Nephrology Service, University Hospital Nuestra Señora de Candelaria, Santa Cruz de Tenerife, Spain.
Transplant Proc. 2019 Mar;51(2):383-385. doi: 10.1016/j.transproceed.2018.10.005. Epub 2018 Oct 28.
The plasma cell dyscrasias (PCDs) include a number of entities such as multiple myeloma, primary amyloidosis, and monoclonal immunoglobulin deposition disease. Hematopoietic cell transplant (HCT) is the only cure for a variety of hematologic and oncologic diseases. Clinically significant renal impairment is a common feature in plasma cell myeloma, affecting 20% to 55% of patients at initial diagnosis; 2% to 3% of patients present with failure sufficiently severe to require hemodialysis. This circumstance is associated with a high early mortality. The necessity for immunosuppression after HCT could complicate its management and may precipitate the development of complications. In some patients an effective alternative could be kidney transplant (KT); however, the presence of 2 transplants will require optimal adjustment of immunosuppression and management of complications. At present, there are few published cases of KT after HCT, and the experience of managing 2 transplants is limited. We would like to describe our experience with 4 patients who had a PCD and initially received HCT and received subsequent KT. In our experience the progress and outcome of KT after HCT were optimal. We would like to address that a higher incidence of cytopenia associated with the combination of immunosuppression (lenalidomide, tacrolimus, mycophenolate, etc.) and other drugs (ie, valganciclovir) should be considered together with an increased risk of opportunistic infections and PCD relapse.

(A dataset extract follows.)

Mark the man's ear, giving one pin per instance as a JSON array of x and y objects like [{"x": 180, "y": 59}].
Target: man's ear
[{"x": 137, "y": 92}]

浆细胞异常增生症(PCD)包括多种疾病,如多发性骨髓瘤、原发性淀粉样变性和单克隆免疫球蛋白沉积病。造血细胞移植(HCT)是多种血液学和肿瘤学疾病的唯一治愈方法。临床上显著的肾功能损害是浆细胞骨髓瘤的常见特征,初诊时20%至55%的患者受其影响;2%至3%的患者出现严重到需要血液透析的肾衰竭。这种情况与早期高死亡率相关。HCT后免疫抑制的必要性可能使其管理复杂化,并可能促使并发症的发生。在一些患者中,有效的替代方法可能是肾移植(KT);然而,存在两个移植需要优化免疫抑制调整和并发症管理。目前,HCT后进行KT的已发表病例很少,管理两个移植的经验有限。我们想描述我们对4例患有PCD且最初接受HCT并随后接受KT的患者的经验。根据我们的经验,HCT后KT的进展和结果是最佳的。我们想指出,应考虑免疫抑制(来那度胺、他克莫司、霉酚酸酯等)与其他药物(即缬更昔洛韦)联合使用导致血细胞减少的发生率更高,以及机会性感染和PCD复发风险增加。